A myriad of studies have used in vivo models of ESCs applied using hydrogels or polymer scaffolds. Wakitani et al.  transplanted ESCs into articular cartilage defects in immunosuppressed rats, with the ESCs producing cartilage which resulted in repair of the defects at 8 weeks after the transplantation without formation of any teratomas. Hwang et al.  treated rat osteochondral defects with chondrogenically committed human ESC derived MSCs. At 8 weeks post-operative, the authors described normal cartilage architecture. Similarly, Toh et al. , filled rat osteochondral defects with human ESC derived chondrogenic cell-engineered cartilage and noted regenerated osteochondral tissue resembled closely that of age-matched unoperated native control. Overall, these studies suggest the potential of ESCs in the treatment of articular cartilage defects, although there is much work ahead before this cartilage regeneration can be employed.

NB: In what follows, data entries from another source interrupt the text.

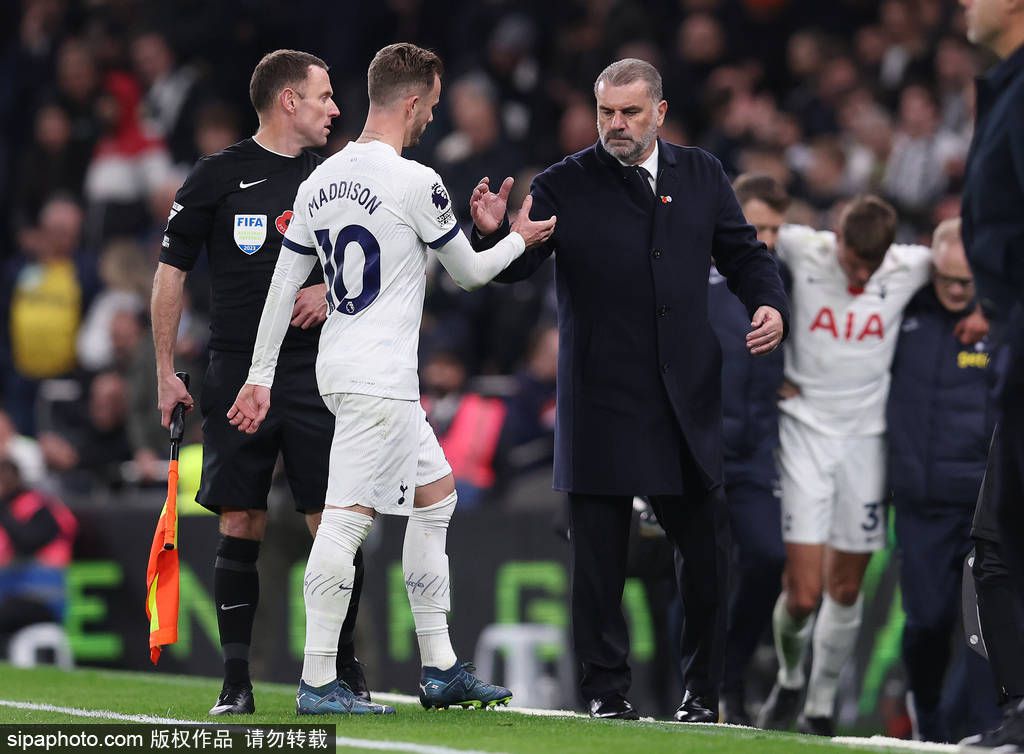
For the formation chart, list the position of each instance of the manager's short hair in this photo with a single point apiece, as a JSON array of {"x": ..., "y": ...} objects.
[
  {"x": 398, "y": 70},
  {"x": 279, "y": 70},
  {"x": 625, "y": 72}
]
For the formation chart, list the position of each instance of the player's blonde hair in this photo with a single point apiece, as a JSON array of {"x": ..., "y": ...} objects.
[{"x": 398, "y": 70}]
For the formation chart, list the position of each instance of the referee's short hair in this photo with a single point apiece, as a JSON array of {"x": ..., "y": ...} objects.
[
  {"x": 399, "y": 69},
  {"x": 276, "y": 71}
]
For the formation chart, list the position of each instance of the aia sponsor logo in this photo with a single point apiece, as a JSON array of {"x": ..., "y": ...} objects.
[{"x": 853, "y": 328}]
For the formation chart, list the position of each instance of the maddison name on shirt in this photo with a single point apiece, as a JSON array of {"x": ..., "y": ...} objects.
[{"x": 354, "y": 192}]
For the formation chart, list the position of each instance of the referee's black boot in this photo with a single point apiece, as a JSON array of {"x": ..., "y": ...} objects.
[
  {"x": 612, "y": 707},
  {"x": 696, "y": 709},
  {"x": 780, "y": 709},
  {"x": 350, "y": 673},
  {"x": 235, "y": 700}
]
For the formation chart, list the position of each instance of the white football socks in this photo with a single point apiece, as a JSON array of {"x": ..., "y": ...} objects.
[
  {"x": 835, "y": 638},
  {"x": 328, "y": 589},
  {"x": 791, "y": 636},
  {"x": 427, "y": 582}
]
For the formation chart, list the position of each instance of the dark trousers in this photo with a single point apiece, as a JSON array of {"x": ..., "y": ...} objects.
[
  {"x": 759, "y": 557},
  {"x": 1000, "y": 611},
  {"x": 933, "y": 542},
  {"x": 1010, "y": 453},
  {"x": 698, "y": 528}
]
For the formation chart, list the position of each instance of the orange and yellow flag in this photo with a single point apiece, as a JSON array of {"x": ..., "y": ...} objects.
[{"x": 162, "y": 573}]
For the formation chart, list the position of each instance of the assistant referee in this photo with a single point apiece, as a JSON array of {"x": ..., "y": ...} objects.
[{"x": 237, "y": 204}]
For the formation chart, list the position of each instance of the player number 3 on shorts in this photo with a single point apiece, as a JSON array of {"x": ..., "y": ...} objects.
[
  {"x": 334, "y": 267},
  {"x": 872, "y": 519}
]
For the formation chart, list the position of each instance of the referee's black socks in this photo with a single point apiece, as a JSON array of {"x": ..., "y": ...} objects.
[{"x": 236, "y": 590}]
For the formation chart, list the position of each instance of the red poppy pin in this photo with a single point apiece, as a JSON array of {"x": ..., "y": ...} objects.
[{"x": 283, "y": 220}]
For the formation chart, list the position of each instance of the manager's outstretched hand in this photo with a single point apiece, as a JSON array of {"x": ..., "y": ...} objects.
[
  {"x": 532, "y": 232},
  {"x": 249, "y": 409},
  {"x": 767, "y": 332},
  {"x": 487, "y": 208}
]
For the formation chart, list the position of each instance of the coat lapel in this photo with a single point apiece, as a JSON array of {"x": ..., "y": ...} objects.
[{"x": 668, "y": 181}]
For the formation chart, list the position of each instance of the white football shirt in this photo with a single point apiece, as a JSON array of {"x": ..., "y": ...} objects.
[
  {"x": 370, "y": 215},
  {"x": 841, "y": 343}
]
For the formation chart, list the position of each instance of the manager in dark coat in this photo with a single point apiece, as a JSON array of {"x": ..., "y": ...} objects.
[
  {"x": 993, "y": 237},
  {"x": 639, "y": 368}
]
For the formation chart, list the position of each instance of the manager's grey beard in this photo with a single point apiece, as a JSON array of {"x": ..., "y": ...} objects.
[{"x": 632, "y": 154}]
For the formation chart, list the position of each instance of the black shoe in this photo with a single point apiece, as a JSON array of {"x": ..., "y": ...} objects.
[
  {"x": 733, "y": 709},
  {"x": 780, "y": 709},
  {"x": 350, "y": 673},
  {"x": 816, "y": 725},
  {"x": 1008, "y": 738},
  {"x": 235, "y": 700},
  {"x": 613, "y": 707},
  {"x": 696, "y": 709}
]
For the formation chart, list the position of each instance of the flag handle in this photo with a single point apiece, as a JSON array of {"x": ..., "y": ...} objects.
[{"x": 177, "y": 432}]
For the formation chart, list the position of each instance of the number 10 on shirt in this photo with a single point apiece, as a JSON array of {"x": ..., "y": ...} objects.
[{"x": 334, "y": 266}]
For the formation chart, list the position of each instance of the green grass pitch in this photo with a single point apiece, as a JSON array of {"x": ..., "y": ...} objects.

Chondrogenic potential in vitro and in vivo treatment options
The in vitro chondrogenic potential of MSCs is well established. Pittenger et al. , demonstrated the chondrogenic potential of MSCs during pellet culture, and numerous other methods have since been described, from culture in alginate and agarose gels [8,74] as well as tissue engineering biomaterials that promote chondrogenesis. Culture media, substrate, cell density , growth factors, oxygen tension [8,44,76,77] and methods for improved cell selection require optimization to support consistent chondrocyte differentiation and improved cartilage repair. Using well described in vitro laboratory techniques of Ficoll gradient followed by monolayer culture to assist in isolating MSCs, both large animal [78,79] and human  studies show potential for improved cartilage repair through the addition of cultured MSCs. However, the major barriers toward improving cartilage repair clinically in humans remains the extreme low numbers of pluripotential progenitor cells within minimally manipulated mesenchymal cell preparations as well as the difficulty in assessing clinical outcomes following cartilage repair procedures. The in vitro and preclinical promise of stem cell and chondrogenic progenitor cell therapies to promote chondrogenesis will need to be tempered against these barriers to clinical translation in future research and development of new treatment options for symptomatic chondral defects.